One last question: based on all we’ve considered today, can you think of possible reasons why Babylon is symbolically described as a prostitute?
“I guess maybe because she is seductive in all the passions with which she tries to tempt people. ”
Dearest Rachel –
You know, for a study based on the sixth chapter of Daniel, these segments spend an awful lot of time on the man’s previous employer, don’t they? You’d think they would move on to the things leading up to the “lion’s den” incident, and how to apply that to your life. Maybe Beth thinks that story has been done to death, and wants to set that aside for now.
Or maybe she’s looking ahead to the rest of the book (both Daniel’s own and the rest of the Bible itself), and focusing on what prophetic messages there are to come. And despite at this point having been conquered and supplanted, Babylon was and still is the biblical byword for sin and rebellion against God, only matched by Sodom and Gomorrah (and the latter probably only because we’ve made a word out of their specific sin, which puts them further ahead in the Anglophone mind, since “Babylon” is only used as a descriptive term, such as “Hollywood Babylon” or the like, without dropping its capitalization).
To be sure, some of the questions she has you address refer more to the distant past, and how even then, they were seeking a solution to their situation that was outside God’s will. Tammuz, like the very first child conceived and born (i.e., Cain), was thought to be the fulfillment of God’s promise of a messiah that would crush the serpent’s head and restore humanity’s relationship with God. Meanwhile, Nimrod and his fellow citizens of the newly-founded Babylon were seeking to reach God by building a tower that would take them to Him, which bothered Him so much that He sought to confuse their languages, in order to cease the construction of the building, and scatter them across the world aas He intended for them to do.
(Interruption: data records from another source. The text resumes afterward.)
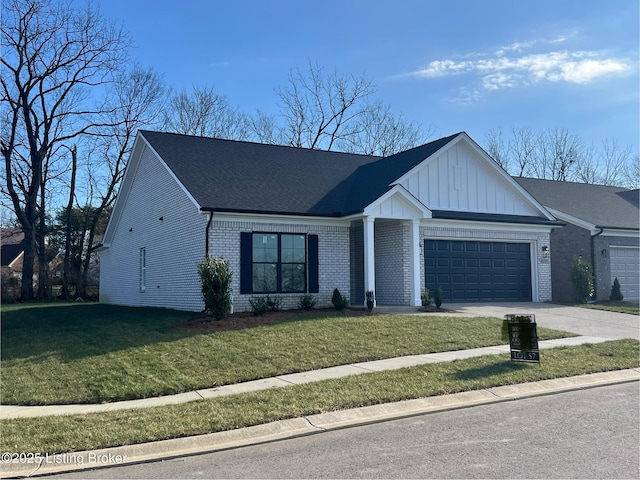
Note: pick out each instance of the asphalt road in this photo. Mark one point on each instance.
(592, 433)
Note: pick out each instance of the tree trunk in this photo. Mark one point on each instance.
(66, 273)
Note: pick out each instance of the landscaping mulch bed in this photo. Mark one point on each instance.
(242, 320)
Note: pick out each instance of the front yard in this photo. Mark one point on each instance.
(69, 353)
(92, 353)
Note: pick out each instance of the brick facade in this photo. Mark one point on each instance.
(333, 257)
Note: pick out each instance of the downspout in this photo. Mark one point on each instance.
(206, 235)
(593, 262)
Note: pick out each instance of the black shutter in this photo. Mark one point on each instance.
(312, 245)
(246, 263)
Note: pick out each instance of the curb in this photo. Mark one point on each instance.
(45, 464)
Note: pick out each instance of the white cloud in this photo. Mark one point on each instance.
(511, 66)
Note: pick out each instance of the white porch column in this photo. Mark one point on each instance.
(369, 257)
(416, 271)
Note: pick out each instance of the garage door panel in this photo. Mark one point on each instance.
(625, 266)
(493, 271)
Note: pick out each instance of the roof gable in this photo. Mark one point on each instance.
(461, 177)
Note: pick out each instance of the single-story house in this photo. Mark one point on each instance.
(602, 226)
(295, 221)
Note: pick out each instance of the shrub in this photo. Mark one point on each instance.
(582, 279)
(437, 297)
(307, 302)
(370, 299)
(425, 298)
(274, 304)
(215, 277)
(339, 301)
(616, 293)
(259, 305)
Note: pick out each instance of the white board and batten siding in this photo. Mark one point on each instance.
(161, 218)
(460, 179)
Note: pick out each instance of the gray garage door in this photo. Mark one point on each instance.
(470, 271)
(625, 266)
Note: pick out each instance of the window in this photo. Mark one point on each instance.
(143, 269)
(278, 263)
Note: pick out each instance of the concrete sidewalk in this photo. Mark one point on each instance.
(47, 464)
(17, 411)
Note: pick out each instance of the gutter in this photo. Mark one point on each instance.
(206, 235)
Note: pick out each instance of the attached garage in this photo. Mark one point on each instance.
(625, 265)
(479, 271)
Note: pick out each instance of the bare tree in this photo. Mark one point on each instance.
(380, 132)
(205, 113)
(607, 167)
(52, 56)
(495, 146)
(320, 111)
(136, 100)
(558, 153)
(523, 148)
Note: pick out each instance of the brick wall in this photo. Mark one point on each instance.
(392, 257)
(333, 257)
(567, 242)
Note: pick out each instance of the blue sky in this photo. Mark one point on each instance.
(449, 65)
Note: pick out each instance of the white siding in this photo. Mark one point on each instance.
(174, 245)
(459, 179)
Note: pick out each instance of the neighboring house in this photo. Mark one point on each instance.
(295, 221)
(12, 252)
(602, 226)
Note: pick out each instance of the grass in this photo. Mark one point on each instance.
(614, 306)
(92, 353)
(127, 427)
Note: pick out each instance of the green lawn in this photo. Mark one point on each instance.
(126, 427)
(613, 306)
(89, 353)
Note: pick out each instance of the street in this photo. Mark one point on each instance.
(592, 433)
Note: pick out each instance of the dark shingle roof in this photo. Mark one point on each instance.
(227, 175)
(603, 206)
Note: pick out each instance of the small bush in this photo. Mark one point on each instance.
(259, 305)
(616, 293)
(371, 298)
(425, 298)
(582, 279)
(274, 304)
(339, 301)
(307, 302)
(437, 297)
(215, 276)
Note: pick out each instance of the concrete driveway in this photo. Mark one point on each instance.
(583, 321)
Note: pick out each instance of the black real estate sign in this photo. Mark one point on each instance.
(523, 337)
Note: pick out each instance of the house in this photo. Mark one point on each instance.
(602, 226)
(295, 221)
(12, 256)
(12, 252)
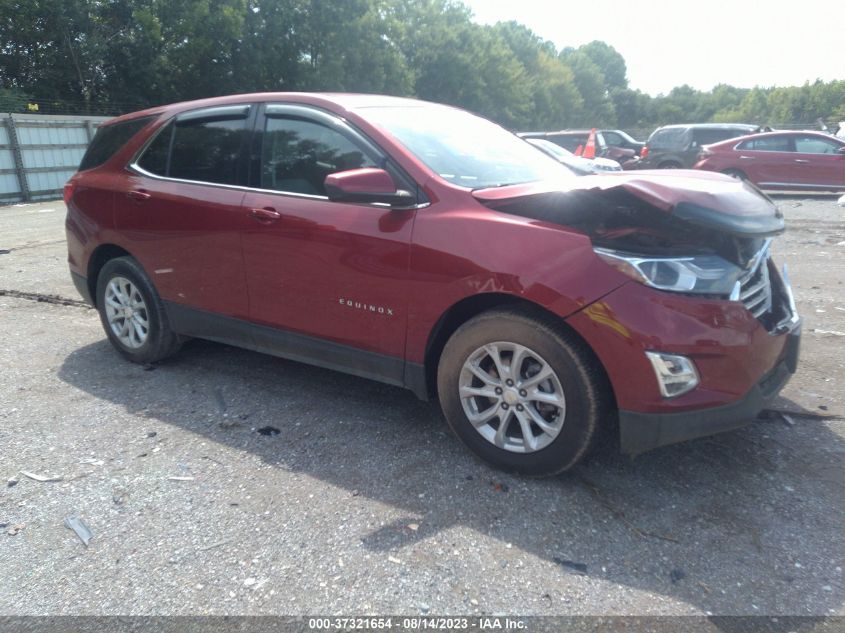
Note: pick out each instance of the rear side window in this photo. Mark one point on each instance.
(109, 139)
(200, 148)
(297, 156)
(815, 145)
(705, 136)
(569, 141)
(768, 144)
(207, 151)
(669, 138)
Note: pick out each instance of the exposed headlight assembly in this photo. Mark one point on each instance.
(700, 274)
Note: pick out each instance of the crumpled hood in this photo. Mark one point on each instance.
(708, 199)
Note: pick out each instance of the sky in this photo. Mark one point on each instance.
(670, 43)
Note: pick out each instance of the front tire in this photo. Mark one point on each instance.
(522, 394)
(132, 314)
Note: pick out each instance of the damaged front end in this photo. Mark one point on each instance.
(699, 234)
(709, 335)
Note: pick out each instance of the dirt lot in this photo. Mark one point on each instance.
(365, 503)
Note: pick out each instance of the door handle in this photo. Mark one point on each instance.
(138, 195)
(267, 215)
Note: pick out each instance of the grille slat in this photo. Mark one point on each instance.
(756, 290)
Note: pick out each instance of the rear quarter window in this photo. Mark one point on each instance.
(109, 139)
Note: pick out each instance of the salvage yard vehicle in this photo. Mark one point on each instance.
(578, 164)
(812, 161)
(422, 246)
(677, 146)
(615, 145)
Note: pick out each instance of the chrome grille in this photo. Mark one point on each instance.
(755, 290)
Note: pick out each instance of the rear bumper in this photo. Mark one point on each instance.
(640, 432)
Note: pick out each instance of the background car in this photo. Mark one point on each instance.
(614, 144)
(677, 146)
(781, 160)
(580, 165)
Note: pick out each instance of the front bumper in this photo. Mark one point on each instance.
(640, 432)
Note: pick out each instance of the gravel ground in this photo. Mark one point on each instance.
(364, 503)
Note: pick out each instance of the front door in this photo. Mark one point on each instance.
(327, 280)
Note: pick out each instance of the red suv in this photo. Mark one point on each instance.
(422, 246)
(780, 160)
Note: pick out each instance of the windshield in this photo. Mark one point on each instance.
(465, 149)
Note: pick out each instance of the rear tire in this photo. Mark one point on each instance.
(549, 425)
(132, 313)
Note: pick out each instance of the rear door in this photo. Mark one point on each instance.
(818, 164)
(327, 279)
(181, 211)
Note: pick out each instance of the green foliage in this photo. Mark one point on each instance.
(115, 56)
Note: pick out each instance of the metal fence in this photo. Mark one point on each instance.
(39, 152)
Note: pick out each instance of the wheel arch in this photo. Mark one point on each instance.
(101, 255)
(469, 307)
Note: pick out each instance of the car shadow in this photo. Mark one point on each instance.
(744, 522)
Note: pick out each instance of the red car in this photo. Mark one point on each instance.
(423, 246)
(780, 160)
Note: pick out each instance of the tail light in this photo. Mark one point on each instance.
(70, 185)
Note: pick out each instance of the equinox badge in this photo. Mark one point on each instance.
(358, 305)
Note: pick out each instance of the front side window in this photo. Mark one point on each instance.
(198, 149)
(464, 149)
(297, 155)
(815, 145)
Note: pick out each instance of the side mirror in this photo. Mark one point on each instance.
(367, 186)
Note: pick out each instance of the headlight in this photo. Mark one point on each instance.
(702, 274)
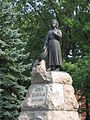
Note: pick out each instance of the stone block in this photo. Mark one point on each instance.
(52, 96)
(48, 115)
(51, 77)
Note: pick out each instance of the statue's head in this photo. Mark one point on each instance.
(54, 23)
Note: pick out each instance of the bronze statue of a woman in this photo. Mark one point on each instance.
(53, 46)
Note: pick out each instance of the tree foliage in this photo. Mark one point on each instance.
(23, 28)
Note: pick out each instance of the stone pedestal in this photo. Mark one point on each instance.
(50, 97)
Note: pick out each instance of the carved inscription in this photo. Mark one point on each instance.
(38, 95)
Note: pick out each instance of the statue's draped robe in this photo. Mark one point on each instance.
(54, 48)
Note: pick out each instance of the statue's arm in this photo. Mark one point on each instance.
(46, 41)
(58, 33)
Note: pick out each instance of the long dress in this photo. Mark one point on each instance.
(54, 48)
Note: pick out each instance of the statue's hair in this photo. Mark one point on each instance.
(57, 24)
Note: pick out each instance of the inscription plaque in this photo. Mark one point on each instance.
(38, 95)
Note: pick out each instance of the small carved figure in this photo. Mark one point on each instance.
(52, 47)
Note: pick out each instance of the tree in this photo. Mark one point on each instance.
(12, 67)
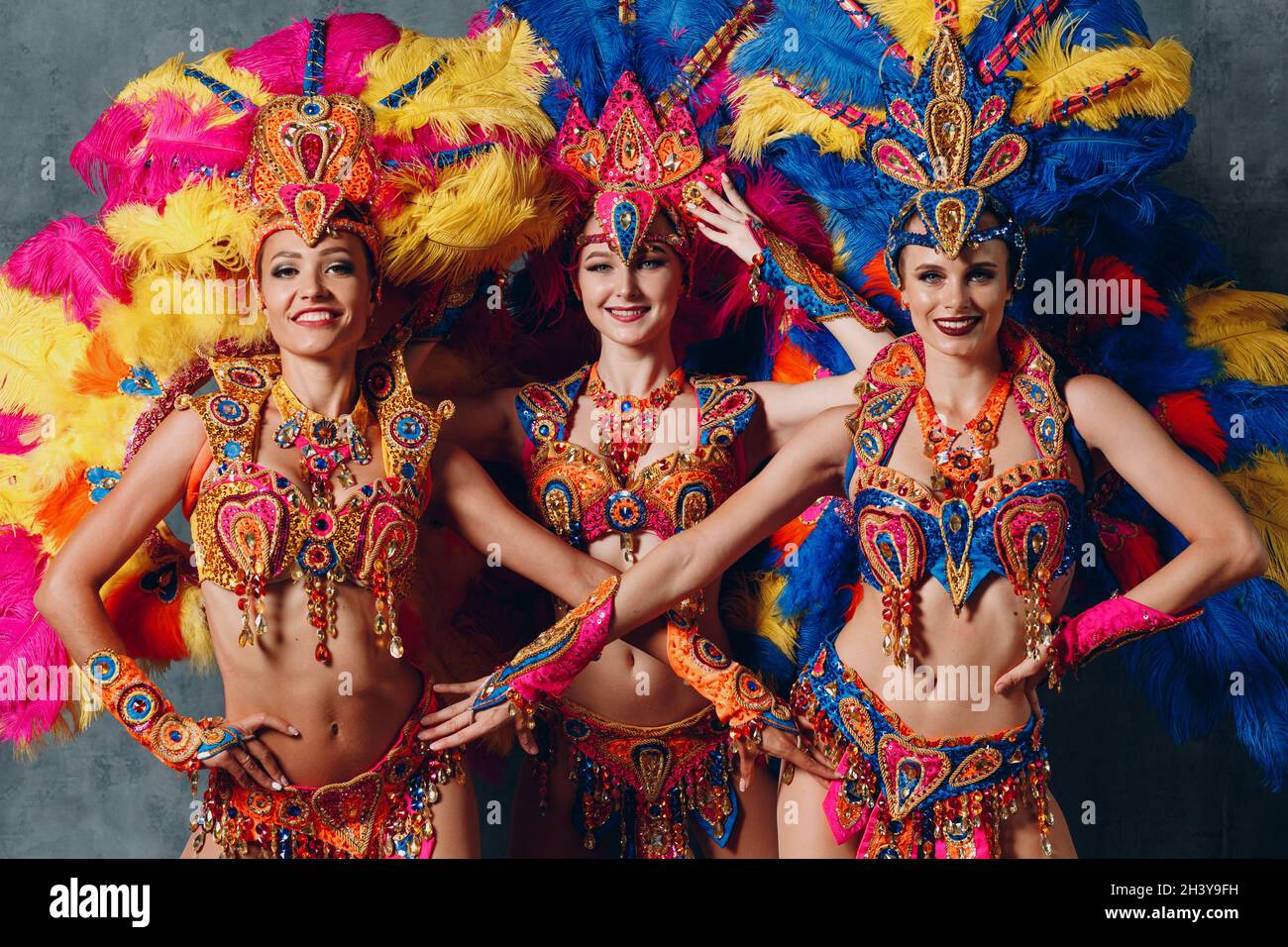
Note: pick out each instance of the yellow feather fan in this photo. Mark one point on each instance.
(38, 346)
(1056, 67)
(200, 231)
(1245, 328)
(489, 82)
(1261, 487)
(168, 77)
(172, 317)
(768, 114)
(912, 22)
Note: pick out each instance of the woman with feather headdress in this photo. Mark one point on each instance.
(326, 166)
(636, 746)
(949, 180)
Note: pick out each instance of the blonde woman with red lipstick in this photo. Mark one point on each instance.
(305, 475)
(965, 463)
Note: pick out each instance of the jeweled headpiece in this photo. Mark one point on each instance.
(638, 165)
(310, 155)
(970, 149)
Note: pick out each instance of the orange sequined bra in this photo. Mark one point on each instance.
(581, 497)
(1024, 523)
(250, 523)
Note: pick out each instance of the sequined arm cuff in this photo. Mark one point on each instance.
(548, 665)
(781, 268)
(1103, 628)
(178, 741)
(738, 696)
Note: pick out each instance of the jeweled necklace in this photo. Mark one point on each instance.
(960, 467)
(626, 423)
(326, 445)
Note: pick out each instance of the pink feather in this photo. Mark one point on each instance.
(26, 639)
(181, 144)
(278, 58)
(140, 153)
(12, 428)
(102, 158)
(425, 144)
(72, 260)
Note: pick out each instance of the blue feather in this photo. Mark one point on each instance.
(1263, 410)
(593, 48)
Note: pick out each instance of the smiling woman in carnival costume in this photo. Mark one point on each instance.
(329, 162)
(631, 449)
(978, 459)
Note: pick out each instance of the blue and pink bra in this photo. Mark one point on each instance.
(580, 497)
(1022, 523)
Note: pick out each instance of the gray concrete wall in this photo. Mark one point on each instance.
(104, 796)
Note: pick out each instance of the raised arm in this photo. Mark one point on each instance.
(482, 514)
(68, 599)
(777, 268)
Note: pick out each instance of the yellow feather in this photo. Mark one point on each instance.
(490, 82)
(1261, 486)
(912, 22)
(748, 603)
(38, 348)
(168, 77)
(198, 234)
(1056, 67)
(768, 114)
(1248, 329)
(482, 214)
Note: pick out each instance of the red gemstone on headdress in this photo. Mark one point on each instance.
(310, 153)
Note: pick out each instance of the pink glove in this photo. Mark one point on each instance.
(1104, 628)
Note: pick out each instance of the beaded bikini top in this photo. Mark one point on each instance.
(1022, 523)
(581, 497)
(250, 521)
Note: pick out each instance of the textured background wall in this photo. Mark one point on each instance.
(103, 796)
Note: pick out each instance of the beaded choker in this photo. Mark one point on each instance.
(626, 421)
(325, 444)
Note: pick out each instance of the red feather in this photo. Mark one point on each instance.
(149, 626)
(794, 365)
(351, 38)
(1132, 553)
(1188, 418)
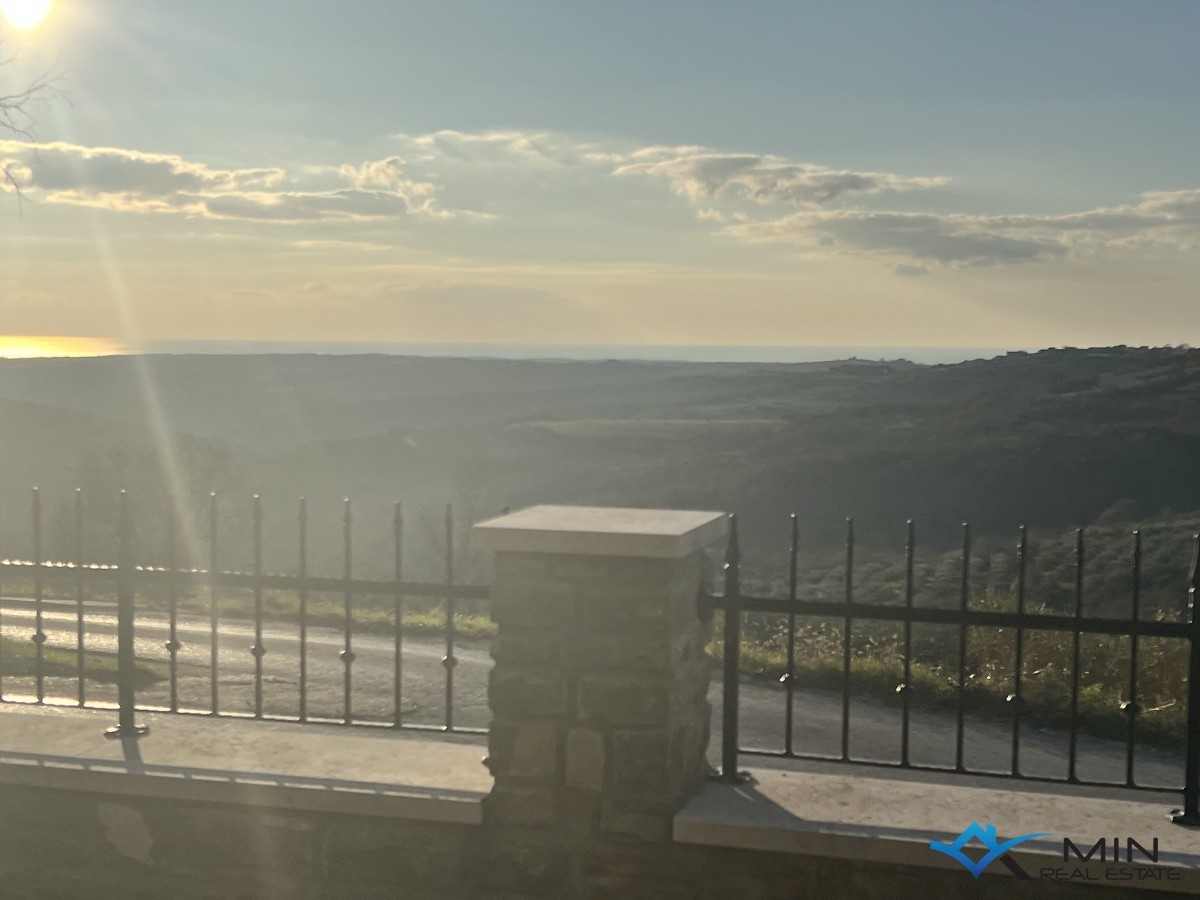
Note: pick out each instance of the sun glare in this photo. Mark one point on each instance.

As a sidebar, I often wonder about that tower; I suspect that it was as nothing in comparison to the edifices we put up on the regular across the world these days. Why He would claim to feel threatened by it seems strange to modern readers, since our towers clearly don’t bring us any closer to God – or prove that we’re somehow His equals. I suppose it was that intent that caused Him to interfere; that, or the refusal to spread out across the globe, to “fill the earth and subdue it” that got under His skin rather than the building of the tower itself, per se.
What’s interesting is that the ancient Babylonians (both from Nimrod’s time and Nebuchadnezzar’s) were looking toward God – even if only to try to supplant Him. These days, it seems that society has moved so far past that to not even think of God, and His existence in our lives. Even those of us who follow Him have a tendency to ‘phone it in’ or confine our spiritual duties to a certain compartment – relegating Jesus to ‘the cross on the wall’ as some kind of totem. We don’t even think of it as watching over us as we go about our lives. May that not be.
And to that end, honey, keep an eye on us, and wish us luck. We’re going to need it.